Metadata-Version: 2.1
Name: miniwdl-aws
Version: 0.0.2
Summary: miniwdl AWS backend (Batch+EFS)
Home-page: UNKNOWN
Author: Wid L. Hacker
License: UNKNOWN
Platform: UNKNOWN
Requires-Python: >=3.6
Description-Content-Type: text/markdown
License-File: LICENSE

# miniwdl AWS plugin

**Extends [miniwdl](https://github.com/chanzuckerberg/miniwdl) to run workflows on [AWS Batch](https://aws.amazon.com/batch/) and [EFS](https://aws.amazon.com/efs/)**

This miniwdl plugin enables it to submit AWS Batch jobs to execute WDL tasks. It uses EFS for work-in-progress file I/O, with optional S3 rails for workflow-level I/O.

## Use within Amazon SageMaker Studio

Start with the companion [**miniwdl-aws-studio**](https://github.com/miniwdl-ext/miniwdl-aws-studio) recipe to install miniwdl for interactive use within [Amazon SageMaker Studio](https://aws.amazon.com/sagemaker/studio/), a web IDE with a terminal and filesystem browser. You can use the terminal to operate `miniwdl run` against AWS Batch, the filesystem browser to manage the inputs and outputs on EFS, and the Jupyter notebooks to further analyze the outputs.

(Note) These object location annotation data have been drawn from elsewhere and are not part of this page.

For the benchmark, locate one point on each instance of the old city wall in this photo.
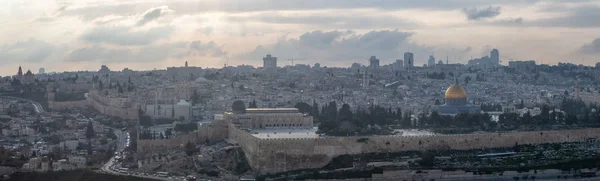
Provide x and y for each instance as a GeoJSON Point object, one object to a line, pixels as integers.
{"type": "Point", "coordinates": [248, 143]}
{"type": "Point", "coordinates": [277, 155]}
{"type": "Point", "coordinates": [78, 87]}
{"type": "Point", "coordinates": [60, 106]}
{"type": "Point", "coordinates": [206, 133]}
{"type": "Point", "coordinates": [97, 102]}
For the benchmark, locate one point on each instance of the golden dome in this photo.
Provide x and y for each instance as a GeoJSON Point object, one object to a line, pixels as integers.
{"type": "Point", "coordinates": [455, 92]}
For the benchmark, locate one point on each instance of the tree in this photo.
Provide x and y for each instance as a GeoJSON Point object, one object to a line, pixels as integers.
{"type": "Point", "coordinates": [89, 148]}
{"type": "Point", "coordinates": [89, 133]}
{"type": "Point", "coordinates": [168, 133]}
{"type": "Point", "coordinates": [467, 79]}
{"type": "Point", "coordinates": [100, 85]}
{"type": "Point", "coordinates": [190, 148]}
{"type": "Point", "coordinates": [119, 88]}
{"type": "Point", "coordinates": [427, 159]}
{"type": "Point", "coordinates": [345, 112]}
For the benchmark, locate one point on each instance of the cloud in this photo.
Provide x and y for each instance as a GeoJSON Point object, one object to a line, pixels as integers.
{"type": "Point", "coordinates": [153, 14]}
{"type": "Point", "coordinates": [149, 53]}
{"type": "Point", "coordinates": [466, 50]}
{"type": "Point", "coordinates": [31, 50]}
{"type": "Point", "coordinates": [477, 14]}
{"type": "Point", "coordinates": [583, 16]}
{"type": "Point", "coordinates": [591, 48]}
{"type": "Point", "coordinates": [330, 20]}
{"type": "Point", "coordinates": [121, 35]}
{"type": "Point", "coordinates": [91, 11]}
{"type": "Point", "coordinates": [340, 46]}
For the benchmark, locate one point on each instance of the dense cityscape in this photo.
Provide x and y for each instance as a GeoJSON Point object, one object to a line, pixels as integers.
{"type": "Point", "coordinates": [344, 90]}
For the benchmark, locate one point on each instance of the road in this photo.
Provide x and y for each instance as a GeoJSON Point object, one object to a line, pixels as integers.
{"type": "Point", "coordinates": [123, 141]}
{"type": "Point", "coordinates": [36, 106]}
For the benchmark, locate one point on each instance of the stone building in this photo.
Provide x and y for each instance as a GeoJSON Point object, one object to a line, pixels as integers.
{"type": "Point", "coordinates": [456, 102]}
{"type": "Point", "coordinates": [268, 118]}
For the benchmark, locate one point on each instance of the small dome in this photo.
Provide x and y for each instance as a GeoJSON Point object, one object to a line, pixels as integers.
{"type": "Point", "coordinates": [238, 107]}
{"type": "Point", "coordinates": [201, 80]}
{"type": "Point", "coordinates": [455, 92]}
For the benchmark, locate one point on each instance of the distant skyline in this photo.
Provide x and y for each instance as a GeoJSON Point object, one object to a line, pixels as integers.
{"type": "Point", "coordinates": [143, 35]}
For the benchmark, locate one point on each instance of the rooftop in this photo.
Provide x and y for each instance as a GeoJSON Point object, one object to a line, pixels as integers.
{"type": "Point", "coordinates": [272, 110]}
{"type": "Point", "coordinates": [285, 133]}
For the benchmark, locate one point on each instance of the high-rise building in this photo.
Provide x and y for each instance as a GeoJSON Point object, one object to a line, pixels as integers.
{"type": "Point", "coordinates": [20, 72]}
{"type": "Point", "coordinates": [399, 64]}
{"type": "Point", "coordinates": [373, 62]}
{"type": "Point", "coordinates": [431, 61]}
{"type": "Point", "coordinates": [269, 62]}
{"type": "Point", "coordinates": [495, 57]}
{"type": "Point", "coordinates": [409, 59]}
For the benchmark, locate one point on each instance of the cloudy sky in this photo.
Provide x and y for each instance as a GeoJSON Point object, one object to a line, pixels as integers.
{"type": "Point", "coordinates": [66, 35]}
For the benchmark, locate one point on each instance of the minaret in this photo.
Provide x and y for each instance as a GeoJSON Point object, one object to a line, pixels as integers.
{"type": "Point", "coordinates": [365, 79]}
{"type": "Point", "coordinates": [20, 73]}
{"type": "Point", "coordinates": [577, 89]}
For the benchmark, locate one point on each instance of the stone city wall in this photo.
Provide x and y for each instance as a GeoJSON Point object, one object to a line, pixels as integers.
{"type": "Point", "coordinates": [282, 154]}
{"type": "Point", "coordinates": [96, 102]}
{"type": "Point", "coordinates": [60, 106]}
{"type": "Point", "coordinates": [79, 87]}
{"type": "Point", "coordinates": [206, 133]}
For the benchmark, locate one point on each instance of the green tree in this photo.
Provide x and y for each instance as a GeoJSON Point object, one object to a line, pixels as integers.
{"type": "Point", "coordinates": [189, 148]}
{"type": "Point", "coordinates": [89, 133]}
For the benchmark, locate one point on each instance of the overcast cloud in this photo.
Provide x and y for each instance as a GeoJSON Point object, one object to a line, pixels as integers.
{"type": "Point", "coordinates": [65, 35]}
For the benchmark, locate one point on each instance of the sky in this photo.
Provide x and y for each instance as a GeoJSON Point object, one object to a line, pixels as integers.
{"type": "Point", "coordinates": [65, 35]}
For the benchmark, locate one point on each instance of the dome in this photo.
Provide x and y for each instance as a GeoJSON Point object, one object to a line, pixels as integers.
{"type": "Point", "coordinates": [456, 92]}
{"type": "Point", "coordinates": [238, 107]}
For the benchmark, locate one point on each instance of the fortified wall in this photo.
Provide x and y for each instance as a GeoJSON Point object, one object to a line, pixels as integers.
{"type": "Point", "coordinates": [284, 154]}
{"type": "Point", "coordinates": [206, 133]}
{"type": "Point", "coordinates": [60, 106]}
{"type": "Point", "coordinates": [100, 104]}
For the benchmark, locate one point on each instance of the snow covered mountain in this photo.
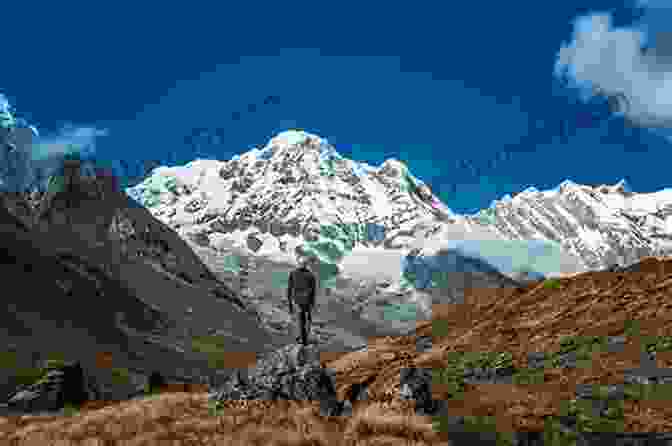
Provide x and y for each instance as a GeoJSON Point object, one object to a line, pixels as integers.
{"type": "Point", "coordinates": [298, 195]}
{"type": "Point", "coordinates": [601, 225]}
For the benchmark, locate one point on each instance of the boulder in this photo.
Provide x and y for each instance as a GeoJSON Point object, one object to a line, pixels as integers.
{"type": "Point", "coordinates": [291, 373]}
{"type": "Point", "coordinates": [60, 386]}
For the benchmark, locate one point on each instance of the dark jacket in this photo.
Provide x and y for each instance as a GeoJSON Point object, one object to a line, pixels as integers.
{"type": "Point", "coordinates": [302, 287]}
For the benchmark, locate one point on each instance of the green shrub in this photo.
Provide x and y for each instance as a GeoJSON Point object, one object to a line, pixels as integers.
{"type": "Point", "coordinates": [121, 376]}
{"type": "Point", "coordinates": [212, 346]}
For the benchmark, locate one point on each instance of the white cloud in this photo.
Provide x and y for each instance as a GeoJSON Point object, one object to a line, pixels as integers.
{"type": "Point", "coordinates": [631, 65]}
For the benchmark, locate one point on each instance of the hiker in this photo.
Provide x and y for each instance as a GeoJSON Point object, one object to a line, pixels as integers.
{"type": "Point", "coordinates": [301, 290]}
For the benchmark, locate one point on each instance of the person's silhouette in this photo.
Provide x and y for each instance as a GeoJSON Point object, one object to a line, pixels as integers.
{"type": "Point", "coordinates": [301, 290]}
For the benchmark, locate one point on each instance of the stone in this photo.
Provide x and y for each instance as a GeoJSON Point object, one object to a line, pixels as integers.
{"type": "Point", "coordinates": [58, 387]}
{"type": "Point", "coordinates": [291, 373]}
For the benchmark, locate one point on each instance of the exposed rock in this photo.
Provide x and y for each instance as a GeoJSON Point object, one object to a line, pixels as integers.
{"type": "Point", "coordinates": [291, 373]}
{"type": "Point", "coordinates": [58, 387]}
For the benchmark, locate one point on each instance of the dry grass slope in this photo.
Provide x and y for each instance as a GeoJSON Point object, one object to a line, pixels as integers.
{"type": "Point", "coordinates": [537, 318]}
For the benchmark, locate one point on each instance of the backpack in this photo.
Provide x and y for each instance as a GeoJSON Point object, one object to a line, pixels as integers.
{"type": "Point", "coordinates": [302, 282]}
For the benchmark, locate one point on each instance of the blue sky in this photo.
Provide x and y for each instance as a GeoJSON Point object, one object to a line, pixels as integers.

That's the best way to try miniwdl-aws and get familiar with how it works with Batch and EFS. Read on for non-interactive deployment, which is a bit more complicated.

## Unattended operations

For non-interactive use, a command-line wrapper `miniwdl-aws-submit` *launches miniwdl in its own small Batch job* to orchestrate the workflow. This **workflow job** then spawns **task jobs** as needed, without needing the submitting computer (e.g. your laptop) to remain connected for the duration. Separate Batch compute environments handle workflow & task jobs, using lightweight [Fargate](https://docs.aws.amazon.com/batch/latest/userguide/fargate.html) resources for workflow jobs. (See below for detailed infra specs.)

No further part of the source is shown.